Le juge de l’exécution constate que le décompte respecte les dispositions de l’article susvisé et que les indemnités d’occupations réclamées sont déterminées.
Sur la demande de mainlevée de la saisie-attribution :
M. [D] fait valoir que les sommes réclamées ne sont pas dues car il a quitté le logement le 31 janvier 2022.
Il communique au soutien de cette prétention :
— la lettre recommandée avec accusé de réception adressée le 18 janvier 2022 à la SCI [Adresse 1] dans laquelle il donne congé du logement à compter du 31 janvier 2022 à minuit,
— le justificatif de l’accusé de réception de ce courrier du 24 janvier 2024,
— la copie de son nouveau bail d’habitation avec effet au 1er février 2024,
— la facture de souscription à l’électricité du nouveau logement avec effet au 1er février 2024.
Le juge de l’exécution retient que :
— la décision du 17 janvier 2024 ne prévoit pas que la libération du logement ne s’effectue que lors de la remise des clefs,
— le bail d’habitation signé entre les parties dispose que le locataire peut mettre fin au bail à tout moment après avoir donné congé sans imposer un délai impératif.
La société [Adresse 1] ne démontre pas que le logement litigieux était occupé par M. [D] pendant la période de janvier 2022 jusqu’à aout 2023 inclus.
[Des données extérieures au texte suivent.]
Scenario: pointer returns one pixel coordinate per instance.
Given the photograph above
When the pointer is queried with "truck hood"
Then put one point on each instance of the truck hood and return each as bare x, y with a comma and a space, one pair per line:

Compte tenu de ce qui précède, il y a lieu de dire que la société [Adresse 1] ne dispose pas d’une créance exigible.
La mainlevée de la saisie-attribution doit être dès lors ordonnée.
Sur les autres demandes :
La société [Adresse 1] qui succombe est condamnée aux dépens.
L’équité commande de faire application de l’article 700 du Code de procédure civile au profit de M. [D] et il lui sera alloué 1500 euros.
PAR CES MOTIFS
Le Juge de l’exécution, statuant par jugement contradictoire rendu par mise à disposition au greffe et exécutoire par provision,
— DIT que la demande la saisie-attribution du 11 janvier 2024 est caduque ;
— DEBOUTE M. [H] [D] de sa demande de nullité de la saisie-attribution du 1er février 2024;
— ORDONNE la mainlevée de la saisie-attribution pratiquée le 1er février 2024 ;
— CONDAMNE la SCI [Adresse 1] à payer à M. [H] [D] une indemnité de 1500 euros en application de l’article 700 du Code de procédure civile ;
— CONDAMNE la SCI [Adresse 1] aux dépens.
Le présent jugement a été signé par Madame HACHEFA, vice-présidente, et par Madame Julie MALARD, greffier.